The Independent National Electoral Commission is expected to spend over N1.9bn on legal fees and related matters as aggrieved candidates challenge the outcomes of various elections in court.
Atiku, a former governor of Akwa Ibom State, Godswill Akpabio, and others have already challenged the result of the elections in court.
The information is contained in INEC’s 2019 Election Project Plan which was obtained by The PUNCH.
The document reads in part, “N1, 796, 547, 500.00. Professional fees and expenses for external solicitors to be engaged by the commission to represent it at the tribunals and appeals; honorarium for legal officers that represent the commission at election petitions and appeals.

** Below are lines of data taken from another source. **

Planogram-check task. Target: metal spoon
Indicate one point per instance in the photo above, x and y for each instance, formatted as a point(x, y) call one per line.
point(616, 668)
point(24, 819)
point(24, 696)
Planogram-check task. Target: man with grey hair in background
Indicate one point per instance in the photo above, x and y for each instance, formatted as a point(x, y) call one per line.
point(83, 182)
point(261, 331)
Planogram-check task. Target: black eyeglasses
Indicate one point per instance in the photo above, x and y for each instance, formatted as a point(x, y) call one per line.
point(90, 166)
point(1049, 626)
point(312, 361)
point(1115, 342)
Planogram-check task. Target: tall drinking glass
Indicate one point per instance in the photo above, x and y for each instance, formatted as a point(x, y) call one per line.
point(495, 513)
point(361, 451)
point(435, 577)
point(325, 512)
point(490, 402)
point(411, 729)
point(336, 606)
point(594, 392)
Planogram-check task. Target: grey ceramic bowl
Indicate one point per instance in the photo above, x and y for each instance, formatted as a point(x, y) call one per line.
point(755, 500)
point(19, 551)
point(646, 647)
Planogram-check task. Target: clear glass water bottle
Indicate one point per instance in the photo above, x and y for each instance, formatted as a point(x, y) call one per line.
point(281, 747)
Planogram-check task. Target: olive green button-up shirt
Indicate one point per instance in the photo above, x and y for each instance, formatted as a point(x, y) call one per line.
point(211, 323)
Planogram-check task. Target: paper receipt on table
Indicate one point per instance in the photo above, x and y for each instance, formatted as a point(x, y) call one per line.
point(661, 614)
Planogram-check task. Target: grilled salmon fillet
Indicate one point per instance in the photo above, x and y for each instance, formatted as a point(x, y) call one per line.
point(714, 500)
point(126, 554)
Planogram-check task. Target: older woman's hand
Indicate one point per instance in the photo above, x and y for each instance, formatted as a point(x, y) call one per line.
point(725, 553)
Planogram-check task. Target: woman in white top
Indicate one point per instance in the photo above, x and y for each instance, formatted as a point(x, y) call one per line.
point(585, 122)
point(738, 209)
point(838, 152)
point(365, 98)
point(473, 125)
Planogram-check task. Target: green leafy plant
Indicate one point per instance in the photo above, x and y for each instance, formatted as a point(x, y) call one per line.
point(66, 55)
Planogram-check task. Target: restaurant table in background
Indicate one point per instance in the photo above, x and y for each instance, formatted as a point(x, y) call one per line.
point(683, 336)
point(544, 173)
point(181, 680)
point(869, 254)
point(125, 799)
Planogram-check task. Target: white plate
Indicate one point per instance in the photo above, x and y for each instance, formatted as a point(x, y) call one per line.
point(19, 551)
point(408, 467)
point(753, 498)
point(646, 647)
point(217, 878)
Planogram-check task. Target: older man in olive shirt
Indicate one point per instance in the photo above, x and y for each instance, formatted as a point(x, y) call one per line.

“Analysis of fees: Governorship petition at N4.5m X 20; senatorial petition at N3m X 45; House of Reps at N2.7m X105; state House of Assembly N1.350m X 244. Honorarium to in-house lawyers is seven per cent of fees payable to external solicitors.”
Of the sum, N6m was spent on pre-election cases which are disputes that arose from the conduct of party primaries.
The commission will also spend a separate N26.5m on monitoring the hearing of election petitions and appeals across the 36 states and the FCT.
The sum will cover duty tour allowance and transport costs for the monitors at the hearing of election petitions and appeals as well as the compilation and printing of reports of petitions and appeals.
The electoral umpire also budgeted a separate N99.5m for the compilation and production of updated electoral legal framework including the code of conduct for external lawyers and code of conduct for staff.
A separate N25m will be spent on the prosecution of electoral offenders.
Yakubu had revealed in January that the commission battled 1, 134 legal cases arising from election disputes in 2015, 2016 and 2017.
He added, “In the course of discharging our responsibilities, no public institution in Nigeria is subjected to more litigation than INEC. Over the last two years (2016 and 2017), the commission has been involved in 454 court cases in addition to 680 cases determined by the Election Petitions Tribunals arising from the outcome of the 2015 general elections, making a total of 1,134 cases so far.”
In another forum, Yakubu said no government agency in the country had been taken to court more than INEC because every aggrieved candidate would join the commission in almost every suit.